C'était l'occasion ou jamais d'en apprendre plus sur ce démon. Avec un peu de chance, je pourrais peut-être trouver un moyen de l'empêcher de toucher à mon monde, espéra Reiketsu, qui demanda au géant :
— Du coup, il est partout. Alors pourquoi il ne peut pas venir en ce monde ?
— À cause de ces connards d'exorcistes, maugréa Tatouée Rude.
Reiketsu tourna la tête vers elle.
— Ils nous salopent le travail, car ils passent leurs vies à exorciser les fléaux.
— Je… ne vois pas le rapport, articula le brun.
— Le rapport, l'interpella Araignée Asperge, c'est que les fléaux sont des sorte de psychopompes (Reiketsu lui demanda d'expliquer à cause de son anglais un peu rouillé) Les psychopompes sont des messagers de la mort.
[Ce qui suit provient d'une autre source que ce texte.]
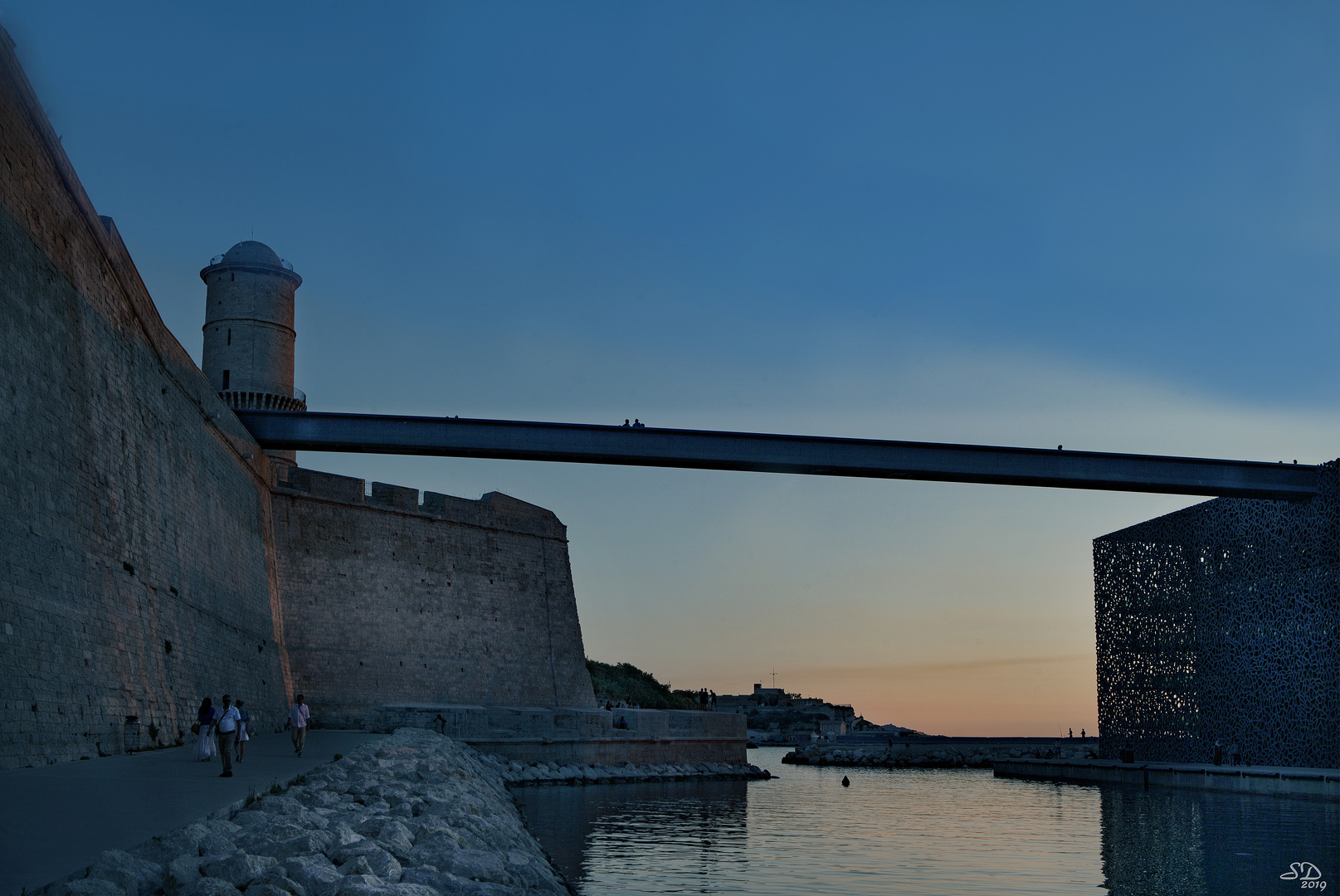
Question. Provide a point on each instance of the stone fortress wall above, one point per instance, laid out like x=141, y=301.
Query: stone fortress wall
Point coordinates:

Ils accompagnent les âmes vers les enfers ou les paradis, mais leur rôle est important : ils véhiculent.
— Ne me dites pas que…
— Si.
C'était la première fois que Rousse Marquée parlait. Elle arborait un petit sourire suffisant, et l'exorciste remarqua que les autres Princes et Princesses la regardaient avec un air dégoûté.
— Les fléaux véhiculent des âmes vers d'autres mondes en dévorant, tuant, et notre Père…
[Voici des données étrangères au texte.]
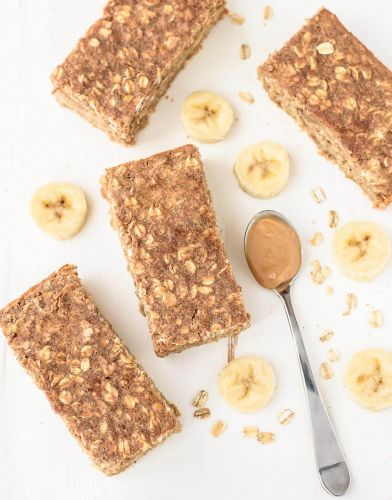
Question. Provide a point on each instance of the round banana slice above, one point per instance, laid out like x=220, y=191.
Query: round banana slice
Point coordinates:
x=247, y=383
x=262, y=169
x=59, y=209
x=206, y=116
x=368, y=378
x=361, y=250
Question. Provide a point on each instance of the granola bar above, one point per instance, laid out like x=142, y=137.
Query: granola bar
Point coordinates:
x=123, y=65
x=91, y=380
x=162, y=210
x=341, y=95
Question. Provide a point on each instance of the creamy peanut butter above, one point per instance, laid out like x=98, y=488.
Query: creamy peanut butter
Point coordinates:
x=273, y=252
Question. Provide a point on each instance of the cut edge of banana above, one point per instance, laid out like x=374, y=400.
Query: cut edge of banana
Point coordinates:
x=262, y=169
x=59, y=209
x=206, y=116
x=361, y=250
x=247, y=383
x=368, y=378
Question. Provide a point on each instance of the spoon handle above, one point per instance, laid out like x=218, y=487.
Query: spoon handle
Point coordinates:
x=331, y=464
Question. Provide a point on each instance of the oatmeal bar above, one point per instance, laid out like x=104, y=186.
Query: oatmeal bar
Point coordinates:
x=91, y=380
x=123, y=65
x=341, y=94
x=162, y=210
Willow se racla la gorge, mais Rousse continua :
—…peut intercepter ce flux et dévorer les âmes des gens. Plus il en consomme, plus il est fort, et plus il est fort…
—…plus il peut fragiliser ce qui le sépare de ce monde, comprit Reiketsu.
Le sourire de Rousse passa du sarcasme au complice, et il se promit d'aller lui parler après le dîner.
Willow attira l'attention de son convive sur les plats préparés aux ingrédients venant des quatre coins du monde, et lui demanda ce qu'il mangeait habituellement. Il répondit honnêtement, puisque de toute manière il n'avait pas grand-chose à cacher. Les questions qu'on lui posait (et même le géant qui ne l'aimait pas) n'étaient jamais embarrassantes ou mystiquo-philosophiques, la soirée se déroula comme une cousinade un peu spéciale.
Une fois le dîner terminé, Willow accompagna Reiketsu jusqu'à ses nouveaux appartements. avant ce dernier ne franchisse la porte, le maître du château le prit le bras.
— Sachez ceci : vous reverrez votre famille humaine. Uyeno, Yanagi, la vieille Tonisuka… vos amis seront aussi saufs.
— Mais pas les humains ? le railla l'exorciste.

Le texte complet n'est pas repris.